This Week in Infrastructure: Funding Conversations Get a Front Seat


Over the past few weeks, stories have been trickling out about the financial cliff the Highway Trust Fund is heading toward, with too few conversations about finding solutions, given the importance of the topic.

This week that shifted. President Obama called attention to the Highway Trust Fund and the need for investment during a trip to Minnesota, by proposing a $302 billion transportation plan. During his speech, he stressed the link between transportation infrastructure and job creation. Furthermore, Rep. Dave Camp also announced his plan for a corporate tax overhaul, which would dedicate $162.5 billion to the Highway Trust Fund over the next eight years. ASCE and several other infrastructure advocates are encouraged by both proposals, and look forward to being part of the discussion. Rep. Bill Shuster, chair of the Transportation & Infrastructure Committee, was also “encouraged” by both plans.
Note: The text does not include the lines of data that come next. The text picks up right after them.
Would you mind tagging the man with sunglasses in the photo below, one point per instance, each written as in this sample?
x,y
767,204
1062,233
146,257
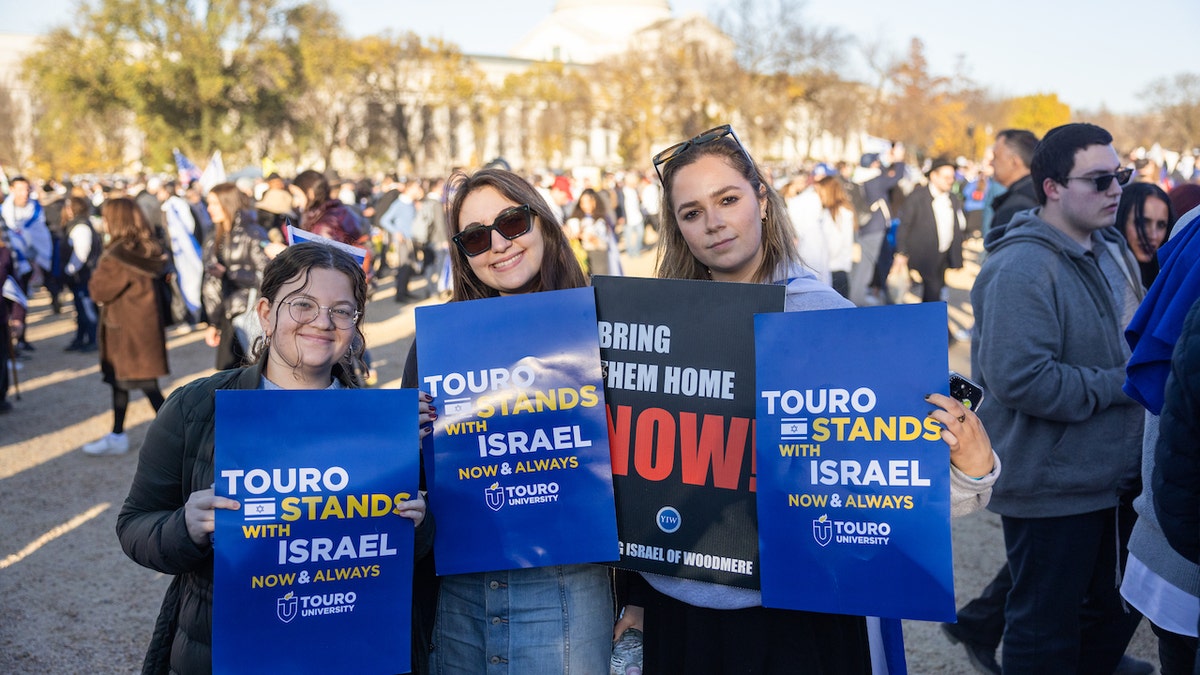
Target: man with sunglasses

As states, including Alabama, Rhode Island and North Dakota, continue to plan for a lack of federal dollars, it is essential to find a sustainable funding solution.

Meanwhile in Wisconsin, a bipartisan group in the state legislature began exploring the idea of toll roads.
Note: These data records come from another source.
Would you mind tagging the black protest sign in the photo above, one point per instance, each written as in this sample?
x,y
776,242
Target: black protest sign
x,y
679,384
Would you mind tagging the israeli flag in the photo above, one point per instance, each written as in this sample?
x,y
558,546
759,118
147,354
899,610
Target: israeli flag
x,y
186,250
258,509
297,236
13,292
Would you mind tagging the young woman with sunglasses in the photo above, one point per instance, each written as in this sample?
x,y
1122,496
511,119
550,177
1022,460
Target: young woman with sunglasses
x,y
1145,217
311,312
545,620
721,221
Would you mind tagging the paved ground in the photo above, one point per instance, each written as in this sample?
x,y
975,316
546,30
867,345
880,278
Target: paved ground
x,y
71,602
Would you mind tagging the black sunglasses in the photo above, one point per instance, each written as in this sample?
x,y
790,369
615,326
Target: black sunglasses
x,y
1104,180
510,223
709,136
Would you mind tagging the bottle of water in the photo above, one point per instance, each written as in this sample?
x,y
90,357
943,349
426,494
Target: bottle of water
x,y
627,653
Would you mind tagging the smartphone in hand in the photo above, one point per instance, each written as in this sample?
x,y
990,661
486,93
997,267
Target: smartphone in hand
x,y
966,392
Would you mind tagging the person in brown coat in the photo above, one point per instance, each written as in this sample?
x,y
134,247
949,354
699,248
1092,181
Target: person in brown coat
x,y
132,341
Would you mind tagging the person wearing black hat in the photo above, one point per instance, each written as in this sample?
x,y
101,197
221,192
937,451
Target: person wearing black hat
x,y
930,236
The Washington Post celebrated the other well-known form of funding’s 95th birthday with “A (Very) Brief History of the State Gas Tax.” And in a similar spirit, the National Journal wrote about how Oregon, the state which originated the gas tax, now may be the one to find its replacement.

Discussions on funding are beginning to take center stage, an indication of progress in the quest to fund the Highway Trust Fund.